Immigration relief for families is in many cases tied to a petitioning family member (a principal), or in other instances, it is tied to being related to the beneficiary of a family based, employment-based, or humanitarian application (a derivative beneficiary). Since your relief is tied to another person, if a situation arises with that other person, your eligibility for relief also changes. One instance where this arises is when either the principal of a family based petition, or the principal beneficiary of another type of petition where your relief is tied to that person, dies.
It is much easier to understand this by looking at an example. If your parent is a U.S. citizen, your parent (the principal) can submit an I-130 petition for you (the beneficiary). However, if your parent dies before the I-130 petition is approved, then that petition is automatically cancelled or revoked.
Another example would be an employment based application. Say that you are married to someone whose employer is sponsoring him for a green card in the EB3 category for skilled workers through an I-140 petition. You are also eligible for a green card based on your marriage to your spouse (the beneficiary). You are considered the derivative beneficiary since you derive or get your benefits from your spouse. If your spouse dies before the employment based petition is approved, then that petition is revoked and you can no longer obtain any benefits from it.
If you are already living abroad, this situation would certainly have an effect on you; however, the consequences could be much more detrimental if you are already living in the U.S. and your route to obtaining legal permanent residence is suddenly terminated by the death of your relative.
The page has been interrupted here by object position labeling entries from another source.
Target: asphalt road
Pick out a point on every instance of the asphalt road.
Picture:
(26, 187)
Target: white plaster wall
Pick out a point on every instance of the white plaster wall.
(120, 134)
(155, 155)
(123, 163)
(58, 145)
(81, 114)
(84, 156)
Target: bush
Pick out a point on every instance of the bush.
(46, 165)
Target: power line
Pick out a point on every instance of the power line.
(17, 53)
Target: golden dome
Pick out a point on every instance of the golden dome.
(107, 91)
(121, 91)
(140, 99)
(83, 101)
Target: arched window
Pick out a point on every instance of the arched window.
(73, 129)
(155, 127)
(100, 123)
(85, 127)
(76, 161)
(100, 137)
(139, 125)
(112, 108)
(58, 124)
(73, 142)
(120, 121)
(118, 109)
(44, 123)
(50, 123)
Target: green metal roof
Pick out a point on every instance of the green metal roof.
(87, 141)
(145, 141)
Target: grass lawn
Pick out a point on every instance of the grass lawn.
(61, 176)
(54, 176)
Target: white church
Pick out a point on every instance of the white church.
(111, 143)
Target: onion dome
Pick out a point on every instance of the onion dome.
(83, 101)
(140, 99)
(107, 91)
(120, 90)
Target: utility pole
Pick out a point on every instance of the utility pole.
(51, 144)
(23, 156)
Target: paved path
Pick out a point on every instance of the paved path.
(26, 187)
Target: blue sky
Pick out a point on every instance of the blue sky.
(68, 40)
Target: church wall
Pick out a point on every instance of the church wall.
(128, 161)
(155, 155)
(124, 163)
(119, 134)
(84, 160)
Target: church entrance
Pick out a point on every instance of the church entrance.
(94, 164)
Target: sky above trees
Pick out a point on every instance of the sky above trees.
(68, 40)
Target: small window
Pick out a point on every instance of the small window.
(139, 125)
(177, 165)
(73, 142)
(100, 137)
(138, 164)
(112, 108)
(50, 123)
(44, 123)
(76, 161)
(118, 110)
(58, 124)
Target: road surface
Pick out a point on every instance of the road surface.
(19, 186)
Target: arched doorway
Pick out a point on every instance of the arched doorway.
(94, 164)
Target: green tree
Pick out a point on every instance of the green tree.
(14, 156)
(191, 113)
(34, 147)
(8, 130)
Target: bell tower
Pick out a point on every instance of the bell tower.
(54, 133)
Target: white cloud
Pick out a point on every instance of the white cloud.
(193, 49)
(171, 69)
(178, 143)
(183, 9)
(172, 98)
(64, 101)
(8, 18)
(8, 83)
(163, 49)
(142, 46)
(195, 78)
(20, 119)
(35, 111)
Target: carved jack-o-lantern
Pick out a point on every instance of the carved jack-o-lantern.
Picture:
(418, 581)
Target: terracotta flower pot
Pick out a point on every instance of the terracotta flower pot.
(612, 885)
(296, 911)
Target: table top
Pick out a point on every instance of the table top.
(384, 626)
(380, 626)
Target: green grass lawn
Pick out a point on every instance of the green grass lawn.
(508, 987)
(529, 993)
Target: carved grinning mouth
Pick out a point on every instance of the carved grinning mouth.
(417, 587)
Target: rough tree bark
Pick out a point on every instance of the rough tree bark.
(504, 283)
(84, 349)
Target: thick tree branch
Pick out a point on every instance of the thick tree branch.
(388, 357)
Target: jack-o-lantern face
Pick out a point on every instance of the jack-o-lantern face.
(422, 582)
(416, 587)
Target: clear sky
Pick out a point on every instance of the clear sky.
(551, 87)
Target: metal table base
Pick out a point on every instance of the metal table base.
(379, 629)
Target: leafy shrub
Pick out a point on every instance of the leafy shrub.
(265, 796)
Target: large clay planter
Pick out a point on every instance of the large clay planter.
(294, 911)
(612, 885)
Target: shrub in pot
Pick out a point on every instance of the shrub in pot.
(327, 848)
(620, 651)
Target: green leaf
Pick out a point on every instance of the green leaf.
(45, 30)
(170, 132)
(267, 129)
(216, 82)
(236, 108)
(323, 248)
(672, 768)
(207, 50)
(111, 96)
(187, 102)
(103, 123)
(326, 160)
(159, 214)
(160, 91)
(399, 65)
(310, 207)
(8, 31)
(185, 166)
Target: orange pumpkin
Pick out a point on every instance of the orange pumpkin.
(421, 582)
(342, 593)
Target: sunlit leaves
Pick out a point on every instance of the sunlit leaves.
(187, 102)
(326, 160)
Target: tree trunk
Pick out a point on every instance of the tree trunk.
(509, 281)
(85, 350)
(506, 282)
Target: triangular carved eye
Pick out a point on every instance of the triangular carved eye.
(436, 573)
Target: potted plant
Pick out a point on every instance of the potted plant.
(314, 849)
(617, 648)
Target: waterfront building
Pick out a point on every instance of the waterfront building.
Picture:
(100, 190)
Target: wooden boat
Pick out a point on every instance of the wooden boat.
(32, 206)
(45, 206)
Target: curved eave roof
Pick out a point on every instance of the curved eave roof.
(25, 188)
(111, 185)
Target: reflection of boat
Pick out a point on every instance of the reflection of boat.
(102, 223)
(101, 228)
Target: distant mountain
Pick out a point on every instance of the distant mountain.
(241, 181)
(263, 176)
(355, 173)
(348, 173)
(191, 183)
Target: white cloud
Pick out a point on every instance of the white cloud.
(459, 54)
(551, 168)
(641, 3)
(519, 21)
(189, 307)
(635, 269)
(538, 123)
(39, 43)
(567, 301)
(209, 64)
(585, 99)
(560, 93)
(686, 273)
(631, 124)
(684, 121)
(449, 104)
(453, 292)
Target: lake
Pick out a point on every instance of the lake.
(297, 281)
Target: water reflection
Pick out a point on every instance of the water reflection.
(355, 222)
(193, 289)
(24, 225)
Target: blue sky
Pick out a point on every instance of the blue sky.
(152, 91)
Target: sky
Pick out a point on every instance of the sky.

For this reason, there is relief for surviving relatives, also known as 204(l) relief.
In order to request 204(l) relief, you have to demonstrate to the USCIS that you were residing in the U.S. at the time your relative passed away. Residing in the U.S. does not just mean that you were visiting here; rather, you must show that your principal residence was in the United States. As long as you can demonstrate that the U.S. is your actual place of residence, you can request 204(l) relief, even if you were outside the country when your relative died.
204(l) relief is discretionary, meaning that the USCIS will not grant it if doing so would not be in the public interest. While it is a balancing test, the USCIS understand that people requesting 204(l) relief are faced with sudden, unfortunate circumstances, and will veer towards granting relief unless negative equities exist, for example any criminal convictions
204(l) relief is available to the following categories of individuals:
- Beneficiaries and Derivative Beneficiaries of Family Petitions (I-130)
- Derivative Beneficiaries of Employment Based Petitions (I-140)
- Derivative Beneficiaries of Asylum Applications
- Derivative T and U visa holder who have not yet adjusted status; if you have not yet been granted T or U derivative status and the principal dies, you are not eligible for 204(l) relief
While 204(l) relief is similar in many ways to humanitarian reinstatement, it is more expansive in many ways since the underlying I-130 petition does not need to have already been approved, it applies to a broader range of immigration applications, and there is not a requirement to meet certain humanitarian factors. On the other hand, 204(l) does not apply to anyone who was not residing in the United States at the time of his or her relative’s death; if you were living abroad and your relative died before you could apply for your green card through a family based petition, your only option would be humanitarian reinstatement.